One of the main advantages of Cup-Cage systems is their superior osseointegration due to trabecular metals, either tantalum or trabecular titanium. In this direction, Villanueva et al.28 in a review on the treatment of pelvic discontinuities conclude that the cause of implant loosening is more a failure of biological integration than a primary fixation problem. Similarly, Beckmann et al.8 demonstrated in a systematic review the superiority of trabecular metal over classic anti-protrusion systems in all types of acetabular defects, but especially in those of greater severity (Paprosky's IIIA and IIIB) and in the presence of pelvic discontinuity, showing lower annual rates of loosening. In our series we obtained a loosening rate of 5.7% with a mean follow-up of five years, comparable with the existing literature. This is the case of Banerjee et al.,11 who in a systematic review published aseptic loosening rates of tantalum implants of less than 10% in studies with an average follow-up of more than five years or Del Gaizo et al.29 who reported loosening rates of 2.7% with five years of follow-up.

We recorded a complication rate of 17.1%, which included one case of dislocation, two cases of aseptic loosening, and three cases of superficial wound infection. These data are comparable to those found in the literature as shown in Table 4.

The most frequently reported complication in our study was aseptic loosening in 5.7% of cases. As mentioned above, this is mainly due to a deficit in bone stock which hinders both primary stability and subsequent osseointegration. This rate is slightly higher than that reported by other authors (Table 4), which may be because in our study only complex acetabular defects are studied, unlike those reported by other authors.

Therefore, we consider that because acetabular revision surgery in major bone defects is complex surgery and not free of complications, it should be performed by orthopaedic surgeons experienced in hip surgery and especially in the treatment of simple bone defects. As for the acetabular implant used in this series, we believe that its being a monobloc system improves the learning curve with respect to systems with independent cages and cups.

In terms of the limitations of our article, firstly, it is a retrospective descriptive study subject to the limitations inherent to this type of study. However, a comparative study between titanium and trabecular tantalum systems needs to be conducted, and between Cup-Cage implants and the other alternatives to reach more valuable conclusions. Furthermore, we believe that studies with longer follow-up periods are needed to corroborate the long-term usefulness of these implants. On the other hand, this is a series with few cases, as only patients with major acetabular defects are assessed. However, it should be noted that the present study is one of the series with the most cases of complex acetabular defects available in the literature.

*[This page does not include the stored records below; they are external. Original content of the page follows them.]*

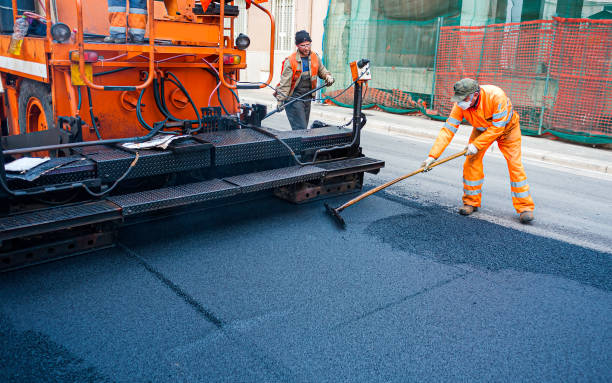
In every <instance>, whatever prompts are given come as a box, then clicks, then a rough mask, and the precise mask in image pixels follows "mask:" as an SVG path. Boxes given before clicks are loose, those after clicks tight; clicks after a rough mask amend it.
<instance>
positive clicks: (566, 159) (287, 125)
mask: <svg viewBox="0 0 612 383" xmlns="http://www.w3.org/2000/svg"><path fill="white" fill-rule="evenodd" d="M239 96H240V101H241V102H243V103H248V104H255V103H258V104H264V105H266V106H267V107H268V110H269V111H270V110H272V109H273V108H276V100H275V98H274V96H272V90H270V89H260V90H241V91H240V94H239ZM364 113H365V115H366V117H367V119H368V121H367V123H366V125H365V128H364V129H367V130H370V131H375V132H381V133H386V134H389V135H404V136H410V137H415V138H421V139H426V140H431V143H432V144H433V141H434V140H435V138H436V137H437V136H438V132H439V131H440V129H441V128H442V125H443V122H441V121H433V120H430V119H428V118H426V117H424V116H420V115H413V116H407V115H397V114H391V113H386V112H381V111H376V110H364ZM281 114H284V112H281ZM351 118H352V109H349V108H342V107H338V106H333V105H325V104H318V103H313V104H312V110H311V112H310V123H312V122H313V121H314V120H321V121H324V122H328V123H332V124H342V123H346V122H348V121H349V120H350V119H351ZM287 126H289V122H287ZM471 131H472V129H471V127H470V126H465V125H463V126H461V127H460V128H459V130H458V131H457V134H456V135H455V139H454V140H453V143H454V144H464V145H467V142H468V138H469V135H470V133H471ZM489 150H492V151H498V149H497V147H496V146H495V145H492V146H491V149H489ZM522 153H523V158H528V159H535V160H540V161H543V162H546V163H549V164H553V165H560V166H565V167H569V168H574V169H578V170H590V171H595V172H600V173H605V174H612V150H606V149H599V148H592V147H589V146H584V145H578V144H572V143H568V142H561V141H556V140H551V139H548V138H543V137H531V136H523V139H522ZM423 155H424V156H425V155H426V153H424V154H423Z"/></svg>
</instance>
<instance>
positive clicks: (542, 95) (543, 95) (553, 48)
mask: <svg viewBox="0 0 612 383" xmlns="http://www.w3.org/2000/svg"><path fill="white" fill-rule="evenodd" d="M557 29H558V23H557V20H555V21H554V22H553V38H552V41H551V43H550V51H549V52H548V60H547V62H546V82H545V83H544V94H543V95H542V110H541V111H540V125H539V126H538V136H541V135H542V125H543V124H544V110H545V109H546V95H547V94H548V83H549V81H550V62H551V60H552V55H553V52H554V50H555V40H556V37H557Z"/></svg>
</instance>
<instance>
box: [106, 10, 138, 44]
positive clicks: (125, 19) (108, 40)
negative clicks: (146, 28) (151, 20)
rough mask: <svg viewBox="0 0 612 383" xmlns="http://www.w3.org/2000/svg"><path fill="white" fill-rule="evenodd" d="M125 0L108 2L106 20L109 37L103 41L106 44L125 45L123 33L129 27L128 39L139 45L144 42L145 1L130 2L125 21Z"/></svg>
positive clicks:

To conclude, considering that revision surgery in major acetabular defects is technically very demanding, and analysing the data obtained and comparing them with those published by other authors, we believe that the use of Cup-Cage type trabecular titanium implants could be a valid option in acetabular revision surgery for complex acetabular defects due to their good primary fixation and osseointegration, with satisfactory clinical-radiological outcomes, and satisfactory results in terms of complications and implant survival in the medium term.

Level of evidence IV.

The authors declare that they received no funding to conduct this research study.

The authors have no conflict of interest to declare.

The authors have obtained informed consent from the patients and/or subjects referred to in the article. This document is held by the corresponding author.

Approved by the Ethics Committee for Research with Medicines. Consorcio Hospital General de Valencia.